Se quitó la chaqueta deportiva e inmediatamente se puso a trabajar en los botones de su camisa. No tenía sentido luchar contra eso. Había sucedido algo allí atrás y lo iban a examinar, le gustara o no.
Travis Pender ensanchó su sonrisa más que nunca. Era una sonrisa del tamaño de Texas.
–Ese es el espíritu de “yo puedo”. Eso me gusta.
Dixon negó con la cabeza.
–Cállate, Travis. Solo dime si estoy vivo o muerto
Levantó la mirada y Tracey Reynolds estaba en la puerta. Dixon sintió un poco de alivio al verla. Tracey se estaba convirtiendo rápidamente en su guardaespaldas, la persona más fiable de su entorno. Al mismo tiempo, preferiría que ella no lo viera sin camisa. El tono muscular no era uno de sus puntos fuertes.
–¿Te han dejado entrar? —preguntó.
Ella sonrió. Sus dientes eran blancos y perfectos, como todo lo demás en ella.
–Me dijeron que es posible que necesite que alguien le coja la mano, en caso de que tengan que sacarle un poco de sangre.
–Estás contratada —dijo el Dr. Pender. —Alguien que pueda seguir el ritmo del sarcasmo de este Presidente tiene un trabajo de por vida.

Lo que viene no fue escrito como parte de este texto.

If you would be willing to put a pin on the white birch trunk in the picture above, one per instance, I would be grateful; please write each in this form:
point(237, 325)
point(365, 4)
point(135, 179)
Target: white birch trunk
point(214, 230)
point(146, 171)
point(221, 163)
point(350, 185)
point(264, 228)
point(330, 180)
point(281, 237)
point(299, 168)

Clement Dixon reflexionó sobre la veracidad de esa afirmación.
* * *
En completa oscuridad, un nivel debajo de Clement Dixon, el hombre sintió que el avión comenzaba a moverse. Había pasado meses entrenando para reconocer los movimientos sintiéndose solo.
Unos momentos después, el avión aceleró para despegar. Luego se levantó. Sintió el ángulo agudo mientras se abría paso hacia el cielo, subiendo hacia su altitud de crucero. Se estremeció un poco al atravesar algunas turbulencias.
El hombre abrió los ojos, pero no hubo cambios en la luz. Todo a su alrededor era negro como la noche más profunda. Estaba vivo y volvió a sí mismo. Su nombre era… su nombre real no importaba. Le conocían por el nom de guerre de Abu Omar.
Su cuerpo estaba terriblemente frío, pero también se había entrenado para resistir esto, durmiendo en temperaturas gélidas una y otra vez. Apenas podía sentir sus extremidades. Después de todo, estaba encerrado dentro de un congelador. Era un truco diseñado para engañar a los perros rastreadores. Había hombres dentro de todos estos congeladores, encerrados con los filetes, los cortes de pescado y los postres helados.
Se estremeció. Respiró hondo, poco más que un jadeo. No quedaba mucho oxígeno aquí.